In other words, small businesses continue to find success from family and friends when looking for capital.
While many business owners find success with friends or family, those business loans present some challenges more traditional financing does not. For example, how does a business owner borrower from a family member and still feel welcome at the family reunion or Thanksgiving dinner? Or, is it possible to borrow from a friend and still attend the next class reunion? After all, borrowing money for your business isn’t the same thing as borrowing the Buick for prom night or your roommate’s history textbook.
My father used to say that locks and contracts are for honest people. Putting the terms of a friends and family loan in writing will help both parties avoid misunderstandings and help ensure your friend or family member feels good about offering your business a loan. With that in mind, here are four things you should consider including in a loan agreement:
- How much money you are borrowing and its purpose: In addition to knowing how much you want to borrow, most lenders will also want to understand the loan purpose, and a private lender like your father or your old college roommate, deserves the same disclosure.
- Formally structure the payment terms: Even if Uncle Fred is willing to defer payments for a while, it makes sense to establish when those payments will begin, how much the payments will be, and how frequently you will make them. If you have questions about how to construct the loan agreement, your accountant should be able to help you structure the loan document(s). In fact, it’s not a bad idea to consult with your accountant to put together even a simple agreement.
- Include the interest rate: Even if your friend is willing to give you an interest-free loan, there are limits to how much they can lend you that way. On anything over $100,000, the IRS will tax them as if they were being paid a “fair market” interest rate. It might be much better for your friend to charge you an interest rate—and unless the interest is stipulated in the loan documents, you won’t be able to deduct the interest payments from your taxes.
- Identify what happens if you can’t make the payments: What are you going to do if you miss a payment? Can you defer for a month? Will you pay additional interest? What happens if you default? Are you willing to offer collateral?
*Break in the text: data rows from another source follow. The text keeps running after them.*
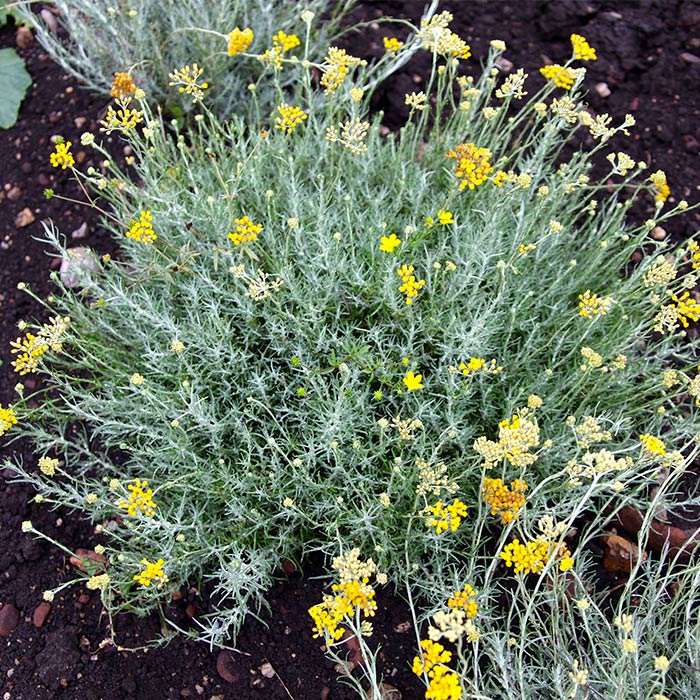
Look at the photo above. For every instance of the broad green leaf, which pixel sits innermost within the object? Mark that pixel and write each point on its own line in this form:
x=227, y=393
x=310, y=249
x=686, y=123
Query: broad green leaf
x=14, y=83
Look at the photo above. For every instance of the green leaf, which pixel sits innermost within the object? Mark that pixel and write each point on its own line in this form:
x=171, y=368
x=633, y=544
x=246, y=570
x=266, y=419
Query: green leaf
x=14, y=83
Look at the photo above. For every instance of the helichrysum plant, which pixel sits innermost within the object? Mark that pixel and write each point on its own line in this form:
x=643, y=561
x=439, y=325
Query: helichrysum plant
x=149, y=39
x=425, y=355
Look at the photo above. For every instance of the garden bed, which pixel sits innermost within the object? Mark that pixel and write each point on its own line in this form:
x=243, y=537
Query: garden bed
x=650, y=66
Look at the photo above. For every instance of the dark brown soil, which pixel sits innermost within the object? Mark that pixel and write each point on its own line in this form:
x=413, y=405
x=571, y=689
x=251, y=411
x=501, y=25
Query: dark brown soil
x=650, y=60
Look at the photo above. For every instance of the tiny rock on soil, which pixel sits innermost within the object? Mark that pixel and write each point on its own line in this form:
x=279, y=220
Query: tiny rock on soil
x=649, y=66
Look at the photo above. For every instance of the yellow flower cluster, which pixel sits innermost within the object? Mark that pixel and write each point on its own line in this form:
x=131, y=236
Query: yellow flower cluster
x=452, y=624
x=505, y=501
x=140, y=499
x=588, y=431
x=30, y=348
x=7, y=419
x=413, y=381
x=352, y=595
x=562, y=77
x=47, y=465
x=446, y=517
x=246, y=231
x=141, y=229
x=285, y=42
x=352, y=135
x=512, y=86
x=658, y=179
x=653, y=445
x=464, y=599
x=62, y=157
x=594, y=463
x=621, y=162
x=432, y=654
x=152, y=572
x=123, y=119
x=473, y=165
x=289, y=117
x=410, y=286
x=477, y=364
x=671, y=316
x=239, y=40
x=591, y=305
x=533, y=556
x=392, y=45
x=583, y=51
x=187, y=80
x=515, y=439
x=436, y=37
x=433, y=478
x=122, y=86
x=336, y=67
x=387, y=244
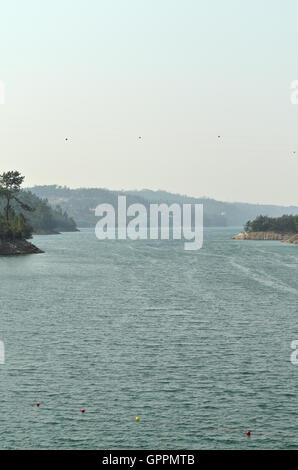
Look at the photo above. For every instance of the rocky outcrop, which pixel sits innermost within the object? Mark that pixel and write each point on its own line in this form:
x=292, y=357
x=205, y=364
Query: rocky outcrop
x=283, y=237
x=17, y=247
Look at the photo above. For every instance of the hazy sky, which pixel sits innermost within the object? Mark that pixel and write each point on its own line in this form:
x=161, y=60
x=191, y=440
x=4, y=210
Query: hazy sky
x=176, y=72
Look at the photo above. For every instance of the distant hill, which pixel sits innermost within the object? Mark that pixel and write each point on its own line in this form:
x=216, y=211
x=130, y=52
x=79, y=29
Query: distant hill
x=81, y=203
x=44, y=219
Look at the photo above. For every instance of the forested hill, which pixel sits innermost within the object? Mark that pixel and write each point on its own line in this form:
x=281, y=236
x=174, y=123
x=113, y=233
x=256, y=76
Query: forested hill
x=80, y=204
x=44, y=219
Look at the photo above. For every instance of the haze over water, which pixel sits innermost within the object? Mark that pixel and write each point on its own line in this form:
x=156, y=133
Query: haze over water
x=195, y=344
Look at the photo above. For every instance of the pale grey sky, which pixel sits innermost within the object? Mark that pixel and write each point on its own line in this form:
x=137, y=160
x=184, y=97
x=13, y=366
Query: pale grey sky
x=178, y=73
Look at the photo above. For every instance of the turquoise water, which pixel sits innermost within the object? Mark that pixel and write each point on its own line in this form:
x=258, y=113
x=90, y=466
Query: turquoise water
x=197, y=344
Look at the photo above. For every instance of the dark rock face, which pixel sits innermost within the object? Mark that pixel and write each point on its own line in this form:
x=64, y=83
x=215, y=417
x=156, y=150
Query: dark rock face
x=17, y=247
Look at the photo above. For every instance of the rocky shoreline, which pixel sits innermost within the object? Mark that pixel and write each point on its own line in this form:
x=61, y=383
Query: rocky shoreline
x=18, y=247
x=283, y=237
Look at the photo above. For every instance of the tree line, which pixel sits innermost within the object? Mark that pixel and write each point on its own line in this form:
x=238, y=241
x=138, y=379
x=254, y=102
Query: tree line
x=23, y=213
x=263, y=223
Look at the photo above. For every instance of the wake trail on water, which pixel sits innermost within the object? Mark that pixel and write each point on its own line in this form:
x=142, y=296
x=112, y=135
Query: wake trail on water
x=263, y=278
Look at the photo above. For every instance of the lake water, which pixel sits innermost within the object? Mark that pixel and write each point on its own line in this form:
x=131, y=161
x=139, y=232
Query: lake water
x=197, y=344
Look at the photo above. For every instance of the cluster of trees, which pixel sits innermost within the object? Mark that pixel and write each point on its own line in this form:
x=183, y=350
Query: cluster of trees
x=263, y=223
x=39, y=218
x=13, y=226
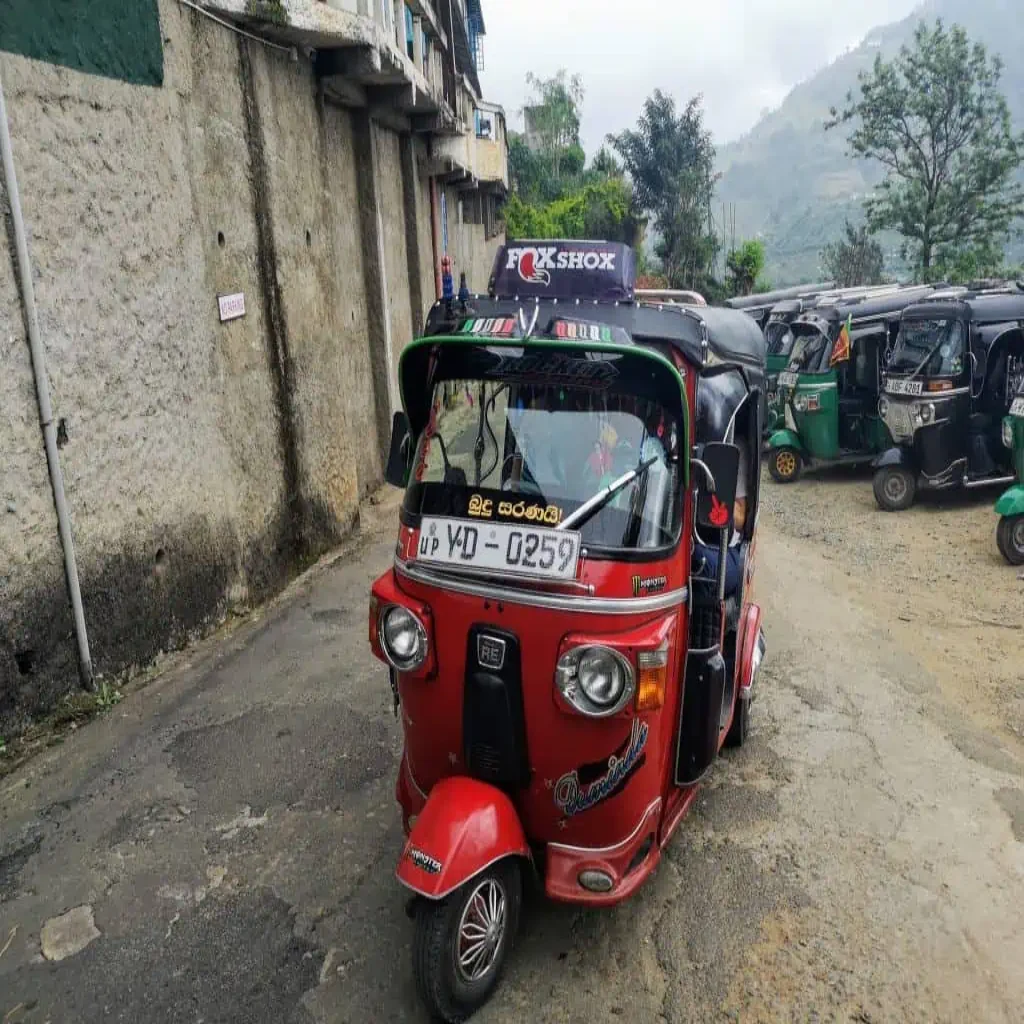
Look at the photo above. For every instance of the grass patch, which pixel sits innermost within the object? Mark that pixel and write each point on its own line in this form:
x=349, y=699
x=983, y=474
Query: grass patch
x=267, y=10
x=76, y=710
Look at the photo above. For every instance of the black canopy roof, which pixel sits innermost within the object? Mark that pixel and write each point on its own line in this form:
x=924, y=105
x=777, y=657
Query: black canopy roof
x=731, y=336
x=981, y=308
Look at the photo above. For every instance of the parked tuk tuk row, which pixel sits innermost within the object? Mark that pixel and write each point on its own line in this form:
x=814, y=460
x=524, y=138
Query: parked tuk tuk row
x=565, y=649
x=924, y=383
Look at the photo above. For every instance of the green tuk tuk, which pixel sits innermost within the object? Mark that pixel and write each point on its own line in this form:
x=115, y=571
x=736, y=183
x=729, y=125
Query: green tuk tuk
x=828, y=392
x=779, y=337
x=1010, y=508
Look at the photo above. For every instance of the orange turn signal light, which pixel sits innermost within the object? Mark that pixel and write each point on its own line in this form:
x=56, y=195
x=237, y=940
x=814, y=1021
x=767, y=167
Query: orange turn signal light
x=652, y=676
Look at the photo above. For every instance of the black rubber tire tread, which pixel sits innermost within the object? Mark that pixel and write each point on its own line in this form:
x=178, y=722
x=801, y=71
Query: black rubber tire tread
x=1004, y=539
x=880, y=495
x=445, y=997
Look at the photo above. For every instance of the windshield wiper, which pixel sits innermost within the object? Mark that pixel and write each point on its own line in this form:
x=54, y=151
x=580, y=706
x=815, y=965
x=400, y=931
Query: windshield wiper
x=592, y=506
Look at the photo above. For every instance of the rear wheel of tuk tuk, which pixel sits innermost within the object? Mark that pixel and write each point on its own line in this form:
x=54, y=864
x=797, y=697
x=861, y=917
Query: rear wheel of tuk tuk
x=895, y=488
x=784, y=465
x=1010, y=538
x=462, y=942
Additionally, putting the agreement in writing will most likely make life easier for both of you at tax time. For starters, a formal agreement shows the IRS the money was not a gift. If the IRS views it as a gift it becomes subject to gift tax rules and your lender will need to pay taxes on anything over $13,000.
Approaching a small business loan from a friend or family member with a formal document ensures that everyone understands the terms and helps eliminate the possibility of misunderstanding. It also helps avoid the temptation to take advantage and ignore the obligation to repay the loan. There’s a reason these loans are sometimes referred to as 3-F loans (Friends, Family, and Fools). It’s easy to make bad decisions in the heat of battle. Making some of these decisions ahead of time helps avoid those potentially awkward moments over the pumpkin pie.